Lee Ju-Hwan, Kim Jin-Young, Kim Hyoung-Gook
Department of Intelligent Electronics and Computer Engineering, Chonnam National University, 77 Yongbong-ro, Buk-gu, Gwangju 61186, Republic of Korea.
Department of Electronic Convergence Engineering, Kwangwoon University, 20 Gwangun-ro, Nowon-gu, Seoul 01897, Republic of Korea.
Bioengineering (Basel). 2024 Oct 3;11(10):997. doi: 10.3390/bioengineering11100997.
Multimodal emotion recognition has emerged as a promising approach to capture the complex nature of human emotions by integrating information from various sources such as physiological signals, visual behavioral cues, and audio-visual content. However, current methods often struggle with effectively processing redundant or conflicting information across modalities and may overlook implicit inter-modal correlations. To address these challenges, this paper presents a novel multimodal emotion recognition framework which integrates audio-visual features with viewers' EEG data to enhance emotion classification accuracy. The proposed approach employs modality-specific encoders to extract spatiotemporal features, which are then aligned through contrastive learning to capture inter-modal relationships.
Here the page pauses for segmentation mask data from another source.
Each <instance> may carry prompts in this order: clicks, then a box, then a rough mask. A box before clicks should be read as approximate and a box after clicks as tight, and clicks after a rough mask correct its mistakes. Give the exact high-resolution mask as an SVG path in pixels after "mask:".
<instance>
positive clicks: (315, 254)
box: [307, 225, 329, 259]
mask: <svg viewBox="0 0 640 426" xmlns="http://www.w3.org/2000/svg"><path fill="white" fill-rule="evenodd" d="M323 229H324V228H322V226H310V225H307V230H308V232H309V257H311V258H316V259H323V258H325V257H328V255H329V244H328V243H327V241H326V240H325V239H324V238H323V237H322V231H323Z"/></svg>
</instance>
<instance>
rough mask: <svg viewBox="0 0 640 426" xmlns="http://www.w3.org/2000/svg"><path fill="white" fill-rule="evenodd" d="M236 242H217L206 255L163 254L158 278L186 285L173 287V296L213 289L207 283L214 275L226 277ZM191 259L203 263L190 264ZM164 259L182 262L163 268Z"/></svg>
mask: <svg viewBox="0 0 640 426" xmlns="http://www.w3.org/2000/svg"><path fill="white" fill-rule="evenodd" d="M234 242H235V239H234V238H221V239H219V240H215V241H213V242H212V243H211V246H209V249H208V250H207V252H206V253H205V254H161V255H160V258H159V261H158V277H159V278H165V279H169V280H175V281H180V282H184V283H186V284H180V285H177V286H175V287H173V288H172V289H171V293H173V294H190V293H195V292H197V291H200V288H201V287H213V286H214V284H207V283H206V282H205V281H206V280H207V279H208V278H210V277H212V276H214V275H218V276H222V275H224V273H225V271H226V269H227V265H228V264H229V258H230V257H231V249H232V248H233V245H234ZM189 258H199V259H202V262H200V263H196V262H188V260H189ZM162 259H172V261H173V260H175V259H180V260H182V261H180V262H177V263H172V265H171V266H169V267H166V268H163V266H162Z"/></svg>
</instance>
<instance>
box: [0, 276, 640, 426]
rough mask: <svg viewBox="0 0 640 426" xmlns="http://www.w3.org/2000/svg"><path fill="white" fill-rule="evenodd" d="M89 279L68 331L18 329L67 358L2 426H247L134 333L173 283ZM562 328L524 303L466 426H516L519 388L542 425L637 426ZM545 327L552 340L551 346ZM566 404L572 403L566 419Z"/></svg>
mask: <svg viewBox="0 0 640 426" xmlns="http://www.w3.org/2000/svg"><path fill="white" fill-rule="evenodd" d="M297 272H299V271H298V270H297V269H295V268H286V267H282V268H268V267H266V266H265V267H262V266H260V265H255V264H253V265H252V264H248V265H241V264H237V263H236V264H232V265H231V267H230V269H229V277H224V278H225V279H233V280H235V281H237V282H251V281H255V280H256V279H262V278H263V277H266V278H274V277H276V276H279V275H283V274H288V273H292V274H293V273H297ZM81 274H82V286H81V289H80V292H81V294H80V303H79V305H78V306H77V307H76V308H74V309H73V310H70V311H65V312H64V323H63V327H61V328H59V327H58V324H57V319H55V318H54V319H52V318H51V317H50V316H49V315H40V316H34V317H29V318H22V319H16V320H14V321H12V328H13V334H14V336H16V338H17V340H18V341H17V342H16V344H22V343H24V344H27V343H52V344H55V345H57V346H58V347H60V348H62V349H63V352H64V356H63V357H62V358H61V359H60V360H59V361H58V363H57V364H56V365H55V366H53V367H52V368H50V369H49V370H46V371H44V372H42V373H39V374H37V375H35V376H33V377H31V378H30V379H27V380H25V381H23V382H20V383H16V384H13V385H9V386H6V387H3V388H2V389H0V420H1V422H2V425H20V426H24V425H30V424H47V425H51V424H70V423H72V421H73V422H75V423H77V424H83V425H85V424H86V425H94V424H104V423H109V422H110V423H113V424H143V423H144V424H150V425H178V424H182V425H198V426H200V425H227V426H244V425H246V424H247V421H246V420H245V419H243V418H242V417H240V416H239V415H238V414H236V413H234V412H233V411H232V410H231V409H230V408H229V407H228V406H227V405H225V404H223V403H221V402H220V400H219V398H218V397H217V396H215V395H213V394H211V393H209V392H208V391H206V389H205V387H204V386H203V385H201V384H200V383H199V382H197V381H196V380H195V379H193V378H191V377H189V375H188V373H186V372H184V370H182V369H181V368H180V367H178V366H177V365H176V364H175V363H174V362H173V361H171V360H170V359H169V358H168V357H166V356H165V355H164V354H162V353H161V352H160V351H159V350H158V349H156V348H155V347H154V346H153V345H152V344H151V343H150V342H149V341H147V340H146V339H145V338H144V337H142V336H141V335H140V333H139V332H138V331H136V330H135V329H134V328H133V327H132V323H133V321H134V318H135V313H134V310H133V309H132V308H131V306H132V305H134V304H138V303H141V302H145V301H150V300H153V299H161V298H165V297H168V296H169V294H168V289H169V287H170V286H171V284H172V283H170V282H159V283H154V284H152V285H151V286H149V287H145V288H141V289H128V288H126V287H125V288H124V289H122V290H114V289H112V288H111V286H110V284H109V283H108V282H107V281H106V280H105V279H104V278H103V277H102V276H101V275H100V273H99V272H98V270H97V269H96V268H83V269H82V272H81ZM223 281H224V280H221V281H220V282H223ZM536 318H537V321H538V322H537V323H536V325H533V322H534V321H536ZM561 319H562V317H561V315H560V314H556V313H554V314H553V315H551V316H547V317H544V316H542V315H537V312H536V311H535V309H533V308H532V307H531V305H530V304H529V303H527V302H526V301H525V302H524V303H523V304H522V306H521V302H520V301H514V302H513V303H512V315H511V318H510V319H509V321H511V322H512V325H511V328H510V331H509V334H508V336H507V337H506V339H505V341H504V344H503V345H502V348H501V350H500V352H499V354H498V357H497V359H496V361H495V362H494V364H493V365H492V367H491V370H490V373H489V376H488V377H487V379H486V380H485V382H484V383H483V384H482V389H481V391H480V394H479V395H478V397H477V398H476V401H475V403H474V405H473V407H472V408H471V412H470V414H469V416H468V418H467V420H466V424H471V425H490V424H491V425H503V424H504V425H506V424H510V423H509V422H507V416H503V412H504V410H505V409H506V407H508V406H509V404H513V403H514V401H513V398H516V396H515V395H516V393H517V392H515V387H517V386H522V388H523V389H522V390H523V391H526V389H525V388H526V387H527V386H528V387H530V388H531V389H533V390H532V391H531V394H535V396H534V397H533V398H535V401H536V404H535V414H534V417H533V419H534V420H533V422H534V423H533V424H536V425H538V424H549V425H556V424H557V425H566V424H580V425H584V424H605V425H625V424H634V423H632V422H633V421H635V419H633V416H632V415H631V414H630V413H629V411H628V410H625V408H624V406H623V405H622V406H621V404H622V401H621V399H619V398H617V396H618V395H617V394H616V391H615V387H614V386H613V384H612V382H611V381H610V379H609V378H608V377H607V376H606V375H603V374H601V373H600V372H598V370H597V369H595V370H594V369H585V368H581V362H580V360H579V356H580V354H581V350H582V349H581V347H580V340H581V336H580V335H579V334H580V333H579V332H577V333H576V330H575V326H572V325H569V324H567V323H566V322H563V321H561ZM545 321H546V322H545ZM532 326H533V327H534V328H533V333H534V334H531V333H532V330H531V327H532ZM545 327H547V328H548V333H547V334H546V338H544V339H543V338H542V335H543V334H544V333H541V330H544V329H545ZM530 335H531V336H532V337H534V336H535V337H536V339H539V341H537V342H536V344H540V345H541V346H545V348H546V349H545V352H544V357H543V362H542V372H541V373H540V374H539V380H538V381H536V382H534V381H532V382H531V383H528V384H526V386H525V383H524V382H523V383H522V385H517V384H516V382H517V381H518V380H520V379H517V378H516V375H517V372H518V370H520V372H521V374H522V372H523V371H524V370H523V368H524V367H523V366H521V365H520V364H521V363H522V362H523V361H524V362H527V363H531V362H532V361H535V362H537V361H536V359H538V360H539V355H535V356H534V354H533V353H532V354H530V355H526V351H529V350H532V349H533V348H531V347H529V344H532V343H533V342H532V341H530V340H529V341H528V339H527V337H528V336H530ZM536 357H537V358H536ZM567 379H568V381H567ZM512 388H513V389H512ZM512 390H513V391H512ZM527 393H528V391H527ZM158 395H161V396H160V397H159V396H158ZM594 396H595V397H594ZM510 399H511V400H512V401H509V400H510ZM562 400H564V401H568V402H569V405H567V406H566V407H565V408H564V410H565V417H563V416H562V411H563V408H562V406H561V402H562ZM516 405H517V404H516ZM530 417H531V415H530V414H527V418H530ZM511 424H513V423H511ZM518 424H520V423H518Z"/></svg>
Additionally, cross-modal attention mechanisms are incorporated for effective feature fusion across modalities. The framework, comprising pre-training, fine-tuning, and testing phases, is evaluated on multiple datasets of emotional responses. The experimental results demonstrate that the proposed multimodal approach, which combines audio-visual features with EEG data, is highly effective in recognizing emotions, highlighting its potential for advancing emotion recognition systems.
多模态情感识别已成为一种很有前景的方法,通过整合来自各种来源的信息(如生理信号、视觉行为线索和视听内容)来捕捉人类情感的复杂本质。然而,当前的方法在有效处理跨模态的冗余或冲突信息方面往往存在困难,并且可能会忽略隐含的模态间相关性。为了应对这些挑战,本文提出了一种新颖的多模态情感识别框架,该框架将视听特征与观众的脑电图(EEG)数据相结合,以提高情感分类的准确性。所提出的方法采用特定模态的编码器来提取时空特征,然后通过对比学习进行对齐,以捕捉模态间的关系。此外,还引入了跨模态注意力机制,以实现跨模态的有效特征融合。该框架包括预训练、微调及测试阶段,并在多个情感反应数据集上进行了评估。实验结果表明,所提出的将视听特征与EEG数据相结合的多模态方法在情感识别方面非常有效,凸显了其在推进情感识别系统方面的潜力。